PostPosted: Sun Jul 26, 2009 12:16 am    Post subject: Spectacular spider-killer-killing wasp Reply with quote

This is without a doubt the most spectacular wasp I have ever photographed.



A couple of stereo pairs:





Through an unhappy accident I know a little of this insect's life history.

Late last summer some friends found a mud-dauber nest just outside their front door. They asked me to remove it. I did so, intending to keep it intact. But the removal did not go perfectly. In the process, the nest broke. Several spider carcasses spilled out. But several of the chambers stayed intact, containing what looked like undamaged wasp pupae. I placed the nest in a jar in a sheltered place and checked on it daily. For months. And more months. And more months. Nothing happened. Then a few days ago I got distracted by some construction around my house. And wouldn't you know -- that was when the wasps decided to emerge. Dang! They were dead when I checked again, and just starting to mold. Sad

But I was able to clean this one OK, for the most part. The rear eye is white because it is full of mold. I'm pretty sure the rest of the appearance is intact because (hallelujah!) a live specimen of what must be the same species turned up in my kitchen window today, sniffing around the corners where the spiders hang out.

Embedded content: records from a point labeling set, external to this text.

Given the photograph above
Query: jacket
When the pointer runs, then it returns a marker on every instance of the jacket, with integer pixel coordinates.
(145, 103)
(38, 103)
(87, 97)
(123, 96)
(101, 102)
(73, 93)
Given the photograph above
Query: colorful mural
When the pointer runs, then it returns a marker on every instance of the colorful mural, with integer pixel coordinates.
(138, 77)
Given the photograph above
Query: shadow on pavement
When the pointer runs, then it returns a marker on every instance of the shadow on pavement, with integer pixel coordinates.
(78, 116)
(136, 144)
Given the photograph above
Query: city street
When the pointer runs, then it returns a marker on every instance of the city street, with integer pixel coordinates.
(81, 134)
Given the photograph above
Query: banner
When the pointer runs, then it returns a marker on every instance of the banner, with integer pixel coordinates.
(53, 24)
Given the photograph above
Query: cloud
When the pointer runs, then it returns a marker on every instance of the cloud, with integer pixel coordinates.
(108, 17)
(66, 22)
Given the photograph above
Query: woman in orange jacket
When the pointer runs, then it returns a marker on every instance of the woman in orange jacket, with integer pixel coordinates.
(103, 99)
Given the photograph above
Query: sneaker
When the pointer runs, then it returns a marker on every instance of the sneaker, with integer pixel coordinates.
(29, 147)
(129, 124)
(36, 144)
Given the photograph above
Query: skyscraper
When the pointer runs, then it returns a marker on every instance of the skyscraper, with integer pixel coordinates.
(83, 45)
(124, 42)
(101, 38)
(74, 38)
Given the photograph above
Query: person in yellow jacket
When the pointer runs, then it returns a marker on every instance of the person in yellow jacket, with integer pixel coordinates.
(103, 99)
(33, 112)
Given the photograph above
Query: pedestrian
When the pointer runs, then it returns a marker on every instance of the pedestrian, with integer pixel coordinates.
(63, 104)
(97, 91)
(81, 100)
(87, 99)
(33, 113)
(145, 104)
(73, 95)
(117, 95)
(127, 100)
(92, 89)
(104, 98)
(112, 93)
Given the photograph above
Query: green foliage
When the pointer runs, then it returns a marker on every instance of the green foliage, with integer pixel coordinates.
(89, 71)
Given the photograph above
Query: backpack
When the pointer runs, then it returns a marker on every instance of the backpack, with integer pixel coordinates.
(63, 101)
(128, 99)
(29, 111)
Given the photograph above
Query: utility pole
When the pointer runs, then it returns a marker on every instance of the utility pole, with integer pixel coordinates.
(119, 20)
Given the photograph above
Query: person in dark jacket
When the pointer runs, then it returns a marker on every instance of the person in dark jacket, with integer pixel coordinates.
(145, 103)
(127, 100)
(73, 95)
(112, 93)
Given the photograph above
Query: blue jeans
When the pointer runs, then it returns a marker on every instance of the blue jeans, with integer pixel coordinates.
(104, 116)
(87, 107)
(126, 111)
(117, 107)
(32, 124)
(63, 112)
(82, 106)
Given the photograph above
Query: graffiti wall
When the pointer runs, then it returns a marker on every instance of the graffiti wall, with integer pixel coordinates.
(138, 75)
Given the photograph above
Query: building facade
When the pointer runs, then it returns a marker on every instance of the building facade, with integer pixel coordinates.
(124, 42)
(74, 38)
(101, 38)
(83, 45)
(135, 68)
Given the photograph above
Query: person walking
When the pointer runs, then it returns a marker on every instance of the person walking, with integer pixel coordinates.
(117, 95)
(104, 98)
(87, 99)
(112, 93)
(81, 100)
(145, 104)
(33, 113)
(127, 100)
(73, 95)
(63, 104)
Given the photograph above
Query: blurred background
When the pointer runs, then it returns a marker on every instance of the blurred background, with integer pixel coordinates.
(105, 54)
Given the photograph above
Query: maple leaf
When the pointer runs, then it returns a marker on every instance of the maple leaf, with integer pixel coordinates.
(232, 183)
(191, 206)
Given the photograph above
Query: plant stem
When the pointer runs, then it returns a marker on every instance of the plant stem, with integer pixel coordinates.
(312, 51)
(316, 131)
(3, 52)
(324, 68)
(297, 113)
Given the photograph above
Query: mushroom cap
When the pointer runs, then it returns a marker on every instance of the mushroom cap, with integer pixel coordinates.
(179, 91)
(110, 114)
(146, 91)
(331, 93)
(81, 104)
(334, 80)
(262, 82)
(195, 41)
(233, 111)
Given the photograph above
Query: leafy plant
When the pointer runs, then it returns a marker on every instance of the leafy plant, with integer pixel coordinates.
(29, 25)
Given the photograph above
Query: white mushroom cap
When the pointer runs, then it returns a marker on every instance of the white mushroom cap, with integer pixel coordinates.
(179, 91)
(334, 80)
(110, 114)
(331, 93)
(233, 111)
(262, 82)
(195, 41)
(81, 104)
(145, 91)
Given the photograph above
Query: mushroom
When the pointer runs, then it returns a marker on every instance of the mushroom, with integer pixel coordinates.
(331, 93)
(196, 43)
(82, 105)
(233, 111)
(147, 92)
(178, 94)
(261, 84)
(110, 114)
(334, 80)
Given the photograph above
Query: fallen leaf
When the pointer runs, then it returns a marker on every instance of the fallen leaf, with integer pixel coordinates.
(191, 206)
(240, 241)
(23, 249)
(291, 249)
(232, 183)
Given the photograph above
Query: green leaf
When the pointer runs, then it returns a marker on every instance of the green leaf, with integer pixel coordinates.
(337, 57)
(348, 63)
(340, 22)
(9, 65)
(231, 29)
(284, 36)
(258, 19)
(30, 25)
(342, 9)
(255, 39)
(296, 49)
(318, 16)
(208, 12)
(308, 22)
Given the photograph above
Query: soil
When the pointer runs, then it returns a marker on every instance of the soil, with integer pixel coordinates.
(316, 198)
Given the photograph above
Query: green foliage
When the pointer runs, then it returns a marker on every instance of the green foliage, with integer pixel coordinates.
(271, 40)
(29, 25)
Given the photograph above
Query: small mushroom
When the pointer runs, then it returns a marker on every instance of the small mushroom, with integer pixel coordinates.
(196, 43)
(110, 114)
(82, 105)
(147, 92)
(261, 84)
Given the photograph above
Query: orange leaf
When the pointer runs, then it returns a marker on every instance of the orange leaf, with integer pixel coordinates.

The surface texture of these wasps is fascinating. I usually think of bugs as being covered with bumps. But in this case, it's clearly craters -- little hemispherical depressions.

Does anybody know the ID of this thing??

--Rik

Technical: Canon 300D camera, Olympus 38 mm f/2.8 bellows lens at f/2.8, 173 frames at 0.001" focus step. Dual fiber halogen illuminator, pingpong ball diffuser, ISO 100 @ 1/6 second.

Edit: to fix title per ID provided by others.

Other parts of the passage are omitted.